In der konkreten Entscheidung des BFG wurden dem Verkäufer einer Wohnung Einkünfte aus Grundstücksveräußerungen in Höhe von € 6.265,00 vorgeschrieben. Er brachte dagegen eine Beschwerde ein. Seiner Meinung nach hat es sich bei der verkauften Wohnung um seinen Hauptwohnsitz gehandelt.
Der Wohnungsverkäufer hatte gemeinsam mit seiner Mutter bis zum Jahr 2006 seinen amtlichen Hauptwohnsitz in der verkauften Wohnung. Danach meldete er seinen amtlichen Hauptwohnsitz an der Adresse seiner Großmutter an.
Nach dem Tod seiner Mutter wurde ihm mit Einantwortungsbeschluss vom 16. Mai 2011 das Eigentumsrecht an der Wohnung übertragen. Er behielt seinen amtlichen Hauptwohnsitz bei den Großeltern bis März 2012. Von März bis September 2012 hatte er dann wieder seinen Hauptwohnsitz in der verkauften Wohnung. Im August 2012 wurde die Wohnung von ihm verkauft.
Der Verkäufer gab an, dass er tatsächlich immer in dieser Wohnung gewohnt hatte und nicht bei seiner Großmutter. Seinen amtlichen Hauptwohnsitz verlegte er nur aus finanziellen Gründen, weil er zu diesem Zeitpunkt zu arbeiten begann und daher wären die Rückzahlungen für die Wohnbauförderung höher geworden. Seine Mutter hätte sich aber höhere Rückzahlungen nicht leisten können.

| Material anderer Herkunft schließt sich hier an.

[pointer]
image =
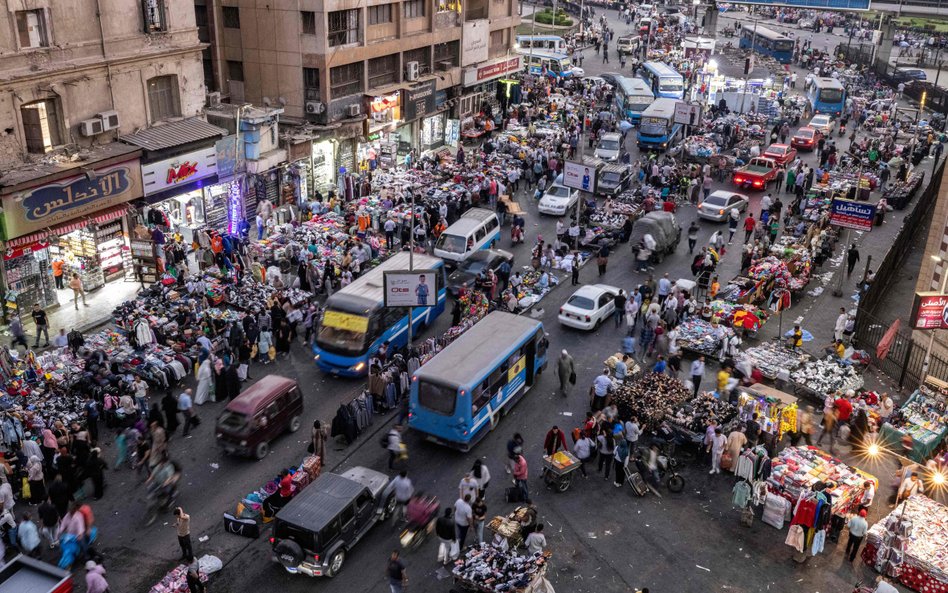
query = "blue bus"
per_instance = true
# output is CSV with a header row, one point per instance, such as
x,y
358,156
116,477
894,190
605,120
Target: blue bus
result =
x,y
767,42
826,95
633,96
458,396
658,130
356,321
663,80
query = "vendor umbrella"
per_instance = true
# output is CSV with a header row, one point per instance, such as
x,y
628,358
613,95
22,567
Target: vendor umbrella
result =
x,y
807,336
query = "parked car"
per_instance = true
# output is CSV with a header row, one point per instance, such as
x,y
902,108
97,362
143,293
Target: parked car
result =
x,y
588,306
483,260
718,205
664,229
610,147
557,200
780,153
268,408
821,122
806,138
315,530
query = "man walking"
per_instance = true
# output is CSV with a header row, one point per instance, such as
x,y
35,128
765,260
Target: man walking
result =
x,y
566,372
182,524
42,324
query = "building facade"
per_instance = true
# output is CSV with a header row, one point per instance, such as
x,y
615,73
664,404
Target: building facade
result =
x,y
76,77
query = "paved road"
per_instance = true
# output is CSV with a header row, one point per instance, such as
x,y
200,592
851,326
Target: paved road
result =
x,y
603,539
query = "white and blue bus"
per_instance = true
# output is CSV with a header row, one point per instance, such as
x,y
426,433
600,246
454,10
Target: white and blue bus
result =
x,y
458,396
632,97
547,63
658,130
547,43
664,80
767,42
356,321
826,95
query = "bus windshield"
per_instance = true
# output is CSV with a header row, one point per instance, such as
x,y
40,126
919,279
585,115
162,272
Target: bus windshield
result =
x,y
437,398
343,333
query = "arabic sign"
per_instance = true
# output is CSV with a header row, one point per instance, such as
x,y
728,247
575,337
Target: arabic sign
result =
x,y
930,311
53,204
827,4
853,215
579,176
416,288
179,170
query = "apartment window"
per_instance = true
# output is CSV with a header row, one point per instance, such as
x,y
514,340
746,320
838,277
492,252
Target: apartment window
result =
x,y
41,126
163,97
383,71
153,12
231,17
235,70
447,52
346,80
311,83
309,22
31,27
344,27
414,8
380,15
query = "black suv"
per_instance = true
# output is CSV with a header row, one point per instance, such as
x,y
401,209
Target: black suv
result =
x,y
315,530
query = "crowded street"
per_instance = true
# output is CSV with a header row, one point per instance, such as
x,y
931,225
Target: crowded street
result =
x,y
743,318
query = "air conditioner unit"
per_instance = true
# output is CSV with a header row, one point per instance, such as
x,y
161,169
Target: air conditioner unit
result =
x,y
90,127
110,120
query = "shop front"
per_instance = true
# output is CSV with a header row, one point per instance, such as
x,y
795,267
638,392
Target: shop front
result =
x,y
74,224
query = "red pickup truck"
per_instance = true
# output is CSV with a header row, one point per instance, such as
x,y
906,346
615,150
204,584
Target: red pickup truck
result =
x,y
756,174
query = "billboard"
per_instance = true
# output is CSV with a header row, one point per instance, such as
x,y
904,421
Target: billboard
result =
x,y
850,214
579,176
818,4
411,288
929,311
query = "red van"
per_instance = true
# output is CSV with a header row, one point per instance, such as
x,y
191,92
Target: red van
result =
x,y
271,406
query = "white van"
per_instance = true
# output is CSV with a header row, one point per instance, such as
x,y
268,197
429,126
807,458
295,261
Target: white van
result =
x,y
476,229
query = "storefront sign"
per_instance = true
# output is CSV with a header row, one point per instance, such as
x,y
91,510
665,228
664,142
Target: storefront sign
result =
x,y
179,170
71,198
410,288
418,101
929,311
853,215
474,42
492,70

Er legte schriftliche Erklärungen von vier Nachbarn der Wohnung vor, die bestätigten, dass er an dieser Adresse durchgehend seinen Lebensmittelpunkt hatte. Auch der Großvater des Wohnungsverkäufers bestätigte dies.
Aus den vorgelegten Energieabrechnungen ging hervor, dass der Strom- und Wasserverbrauch nach dem Tod der Mutter niedriger war als zuvor, aber es gab durchgehend Strom- und Wasserverbrauch sowie Verbrauchskosten für die Heizung. Nach Meinung des Bundesfinanzgerichts sprachen die Energieabrechnungen daher für die Argumente des Verkäufers.

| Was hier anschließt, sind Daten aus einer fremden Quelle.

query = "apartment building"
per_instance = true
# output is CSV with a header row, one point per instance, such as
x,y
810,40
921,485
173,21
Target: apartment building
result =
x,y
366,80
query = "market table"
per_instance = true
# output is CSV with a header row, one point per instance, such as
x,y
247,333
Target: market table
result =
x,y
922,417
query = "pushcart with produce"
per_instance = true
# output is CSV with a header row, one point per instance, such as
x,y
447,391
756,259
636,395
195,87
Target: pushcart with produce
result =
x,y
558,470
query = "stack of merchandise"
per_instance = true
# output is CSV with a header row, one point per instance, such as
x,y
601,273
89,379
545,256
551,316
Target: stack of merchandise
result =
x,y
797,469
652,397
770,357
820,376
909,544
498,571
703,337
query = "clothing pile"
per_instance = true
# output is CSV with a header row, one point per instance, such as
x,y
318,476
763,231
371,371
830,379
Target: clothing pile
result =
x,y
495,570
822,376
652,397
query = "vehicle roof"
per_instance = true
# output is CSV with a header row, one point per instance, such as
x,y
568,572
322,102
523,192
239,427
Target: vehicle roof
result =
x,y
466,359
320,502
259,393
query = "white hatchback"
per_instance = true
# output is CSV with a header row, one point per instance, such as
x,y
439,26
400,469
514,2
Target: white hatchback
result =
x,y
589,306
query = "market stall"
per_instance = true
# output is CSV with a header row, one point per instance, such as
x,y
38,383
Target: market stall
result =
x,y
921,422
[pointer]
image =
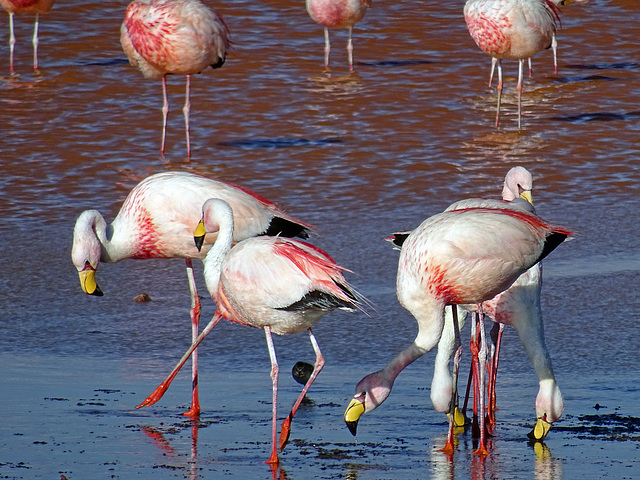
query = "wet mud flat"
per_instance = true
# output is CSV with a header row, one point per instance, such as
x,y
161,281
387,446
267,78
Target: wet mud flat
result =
x,y
84,425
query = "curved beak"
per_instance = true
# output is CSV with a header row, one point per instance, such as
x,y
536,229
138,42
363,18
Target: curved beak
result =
x,y
88,281
526,194
199,234
540,430
352,415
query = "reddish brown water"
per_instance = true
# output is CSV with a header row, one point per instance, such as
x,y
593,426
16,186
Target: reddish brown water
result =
x,y
359,156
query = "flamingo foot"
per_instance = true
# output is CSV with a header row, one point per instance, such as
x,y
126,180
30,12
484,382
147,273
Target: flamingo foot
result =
x,y
285,432
194,411
273,460
481,450
448,449
155,396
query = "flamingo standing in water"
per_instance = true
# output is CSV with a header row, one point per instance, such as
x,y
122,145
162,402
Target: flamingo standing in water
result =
x,y
279,285
460,256
180,37
25,6
337,14
157,221
513,30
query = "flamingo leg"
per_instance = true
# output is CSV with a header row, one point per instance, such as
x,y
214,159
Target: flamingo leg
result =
x,y
35,43
165,112
499,91
554,47
350,50
12,42
494,60
274,379
482,358
495,356
185,110
162,388
519,89
327,47
449,448
285,431
195,320
473,346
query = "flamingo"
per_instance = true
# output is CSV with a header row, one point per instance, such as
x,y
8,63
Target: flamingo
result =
x,y
337,14
25,6
157,221
514,30
180,37
279,285
465,255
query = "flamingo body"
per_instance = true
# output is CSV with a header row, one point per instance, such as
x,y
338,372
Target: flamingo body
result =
x,y
279,285
180,37
337,14
36,7
464,255
157,220
514,30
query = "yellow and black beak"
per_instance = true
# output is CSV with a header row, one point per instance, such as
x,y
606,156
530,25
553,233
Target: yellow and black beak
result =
x,y
88,281
199,234
352,415
540,430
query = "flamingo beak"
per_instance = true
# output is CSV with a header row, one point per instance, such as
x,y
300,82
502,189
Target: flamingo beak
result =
x,y
352,415
88,281
199,234
526,194
540,430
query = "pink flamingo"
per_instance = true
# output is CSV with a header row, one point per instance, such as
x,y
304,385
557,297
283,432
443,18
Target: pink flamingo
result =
x,y
461,256
25,6
513,30
157,221
337,14
279,285
180,37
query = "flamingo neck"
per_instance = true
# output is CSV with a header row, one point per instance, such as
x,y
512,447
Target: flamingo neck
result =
x,y
218,252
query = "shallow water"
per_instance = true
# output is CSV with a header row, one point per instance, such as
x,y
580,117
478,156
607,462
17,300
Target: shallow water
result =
x,y
357,155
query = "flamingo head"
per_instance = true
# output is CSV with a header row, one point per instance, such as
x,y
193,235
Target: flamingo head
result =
x,y
86,251
518,183
549,408
371,391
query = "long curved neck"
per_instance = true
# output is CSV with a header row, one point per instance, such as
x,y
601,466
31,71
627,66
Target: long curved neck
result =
x,y
216,255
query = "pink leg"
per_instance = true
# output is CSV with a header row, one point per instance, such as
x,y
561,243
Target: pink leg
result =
x,y
162,388
494,60
186,110
274,379
554,47
165,112
448,448
195,320
35,43
317,367
350,50
482,357
327,47
499,91
12,42
519,89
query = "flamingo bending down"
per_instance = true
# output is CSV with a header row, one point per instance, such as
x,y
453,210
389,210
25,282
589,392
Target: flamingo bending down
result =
x,y
25,6
513,30
337,14
461,256
279,285
180,37
157,221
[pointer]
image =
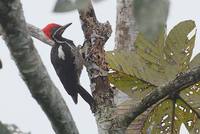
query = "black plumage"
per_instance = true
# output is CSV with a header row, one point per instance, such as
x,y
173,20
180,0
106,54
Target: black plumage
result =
x,y
63,56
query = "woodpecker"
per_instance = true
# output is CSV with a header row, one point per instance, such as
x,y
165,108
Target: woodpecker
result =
x,y
67,62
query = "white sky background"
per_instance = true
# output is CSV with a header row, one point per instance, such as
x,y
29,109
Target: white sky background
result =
x,y
17,105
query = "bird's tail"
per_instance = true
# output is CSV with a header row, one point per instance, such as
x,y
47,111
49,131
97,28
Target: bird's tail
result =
x,y
87,97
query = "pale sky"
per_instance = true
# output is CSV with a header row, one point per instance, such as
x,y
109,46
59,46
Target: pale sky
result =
x,y
17,105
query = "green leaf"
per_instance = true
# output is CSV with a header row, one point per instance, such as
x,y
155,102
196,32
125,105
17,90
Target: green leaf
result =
x,y
160,119
192,96
132,86
162,60
168,116
179,45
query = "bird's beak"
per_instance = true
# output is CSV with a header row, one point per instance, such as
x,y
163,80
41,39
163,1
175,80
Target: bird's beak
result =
x,y
62,28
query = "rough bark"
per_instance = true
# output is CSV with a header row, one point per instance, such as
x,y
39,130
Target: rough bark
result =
x,y
126,30
96,35
125,35
31,68
183,81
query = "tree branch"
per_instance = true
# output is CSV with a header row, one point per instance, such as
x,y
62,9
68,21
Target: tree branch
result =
x,y
126,31
32,69
36,33
183,81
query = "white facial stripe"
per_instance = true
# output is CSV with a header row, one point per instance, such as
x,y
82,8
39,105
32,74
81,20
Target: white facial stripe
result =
x,y
61,54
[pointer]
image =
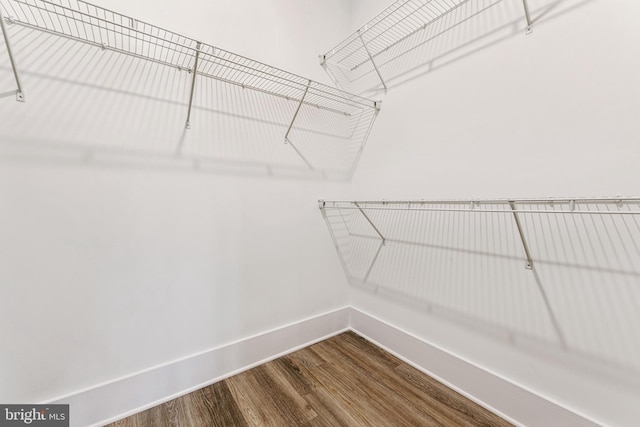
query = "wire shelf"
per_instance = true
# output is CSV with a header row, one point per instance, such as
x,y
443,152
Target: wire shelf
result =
x,y
305,106
365,58
561,271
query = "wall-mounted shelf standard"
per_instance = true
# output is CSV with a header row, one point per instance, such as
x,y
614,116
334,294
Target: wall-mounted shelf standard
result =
x,y
536,268
399,29
310,109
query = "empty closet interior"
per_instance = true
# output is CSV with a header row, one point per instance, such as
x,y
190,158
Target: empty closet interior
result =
x,y
190,190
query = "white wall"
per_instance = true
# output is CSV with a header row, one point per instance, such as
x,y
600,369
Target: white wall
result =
x,y
554,113
111,267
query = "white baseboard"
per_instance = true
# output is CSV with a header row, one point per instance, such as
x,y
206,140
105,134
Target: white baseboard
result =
x,y
502,397
142,390
117,399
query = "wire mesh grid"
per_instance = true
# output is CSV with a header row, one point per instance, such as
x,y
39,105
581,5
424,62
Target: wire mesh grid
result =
x,y
465,259
407,38
246,107
104,28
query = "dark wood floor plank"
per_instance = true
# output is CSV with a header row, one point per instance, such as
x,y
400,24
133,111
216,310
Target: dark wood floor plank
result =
x,y
291,405
448,398
442,404
342,381
379,393
255,404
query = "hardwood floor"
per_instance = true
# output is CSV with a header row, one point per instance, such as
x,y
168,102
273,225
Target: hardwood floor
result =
x,y
343,381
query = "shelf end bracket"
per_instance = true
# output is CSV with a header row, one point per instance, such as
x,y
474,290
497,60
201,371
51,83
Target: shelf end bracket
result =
x,y
19,92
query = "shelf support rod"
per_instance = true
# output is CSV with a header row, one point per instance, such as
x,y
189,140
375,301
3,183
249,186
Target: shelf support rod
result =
x,y
384,241
373,62
293,119
295,115
528,16
19,92
529,265
373,262
193,85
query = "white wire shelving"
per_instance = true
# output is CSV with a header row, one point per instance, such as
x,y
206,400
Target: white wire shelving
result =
x,y
309,109
562,270
406,25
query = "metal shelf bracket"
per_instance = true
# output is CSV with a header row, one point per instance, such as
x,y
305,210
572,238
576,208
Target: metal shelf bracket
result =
x,y
384,241
373,62
18,92
193,84
529,265
293,119
528,16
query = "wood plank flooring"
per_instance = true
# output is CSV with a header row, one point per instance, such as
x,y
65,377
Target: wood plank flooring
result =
x,y
342,381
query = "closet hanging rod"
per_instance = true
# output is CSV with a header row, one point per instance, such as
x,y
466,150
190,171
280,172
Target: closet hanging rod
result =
x,y
110,30
473,205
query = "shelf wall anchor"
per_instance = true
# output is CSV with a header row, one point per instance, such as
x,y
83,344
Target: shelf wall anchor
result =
x,y
19,92
373,62
529,265
528,16
193,85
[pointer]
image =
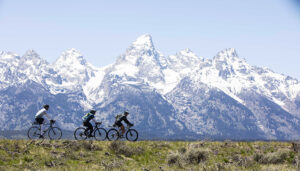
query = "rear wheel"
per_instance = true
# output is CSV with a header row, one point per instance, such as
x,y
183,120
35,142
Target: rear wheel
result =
x,y
112,134
132,135
54,133
100,134
80,134
34,132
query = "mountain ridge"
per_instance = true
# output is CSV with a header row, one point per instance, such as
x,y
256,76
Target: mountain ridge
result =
x,y
184,92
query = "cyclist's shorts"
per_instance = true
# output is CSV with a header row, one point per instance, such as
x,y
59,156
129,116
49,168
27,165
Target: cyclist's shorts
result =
x,y
119,124
39,120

Das Finanzamt bezog sich bei der Beurteilung des Sachverhalts lediglich auf die behördliche Anmeldung des Wohnungsverkäufers. Nach Vorlage aller Beweise stellte das BFG allerdings fest, dass der Verkäufer durchgehend seinen Hauptwohnsitz in der verkauften Wohnung hatte. Der angegebene Grund für die Ummeldung war schlüssig, genauso wie die Aussagen des Großvaters und die (offenkundig fremden) Nachbarn. Deshalb lag für das Bundesfinanzgericht ein durchgehender Hauptwohnsitz vor. Der Verkauf der Wohnung war daher durch die Hauptwohnsitzbefreiung steuerfrei.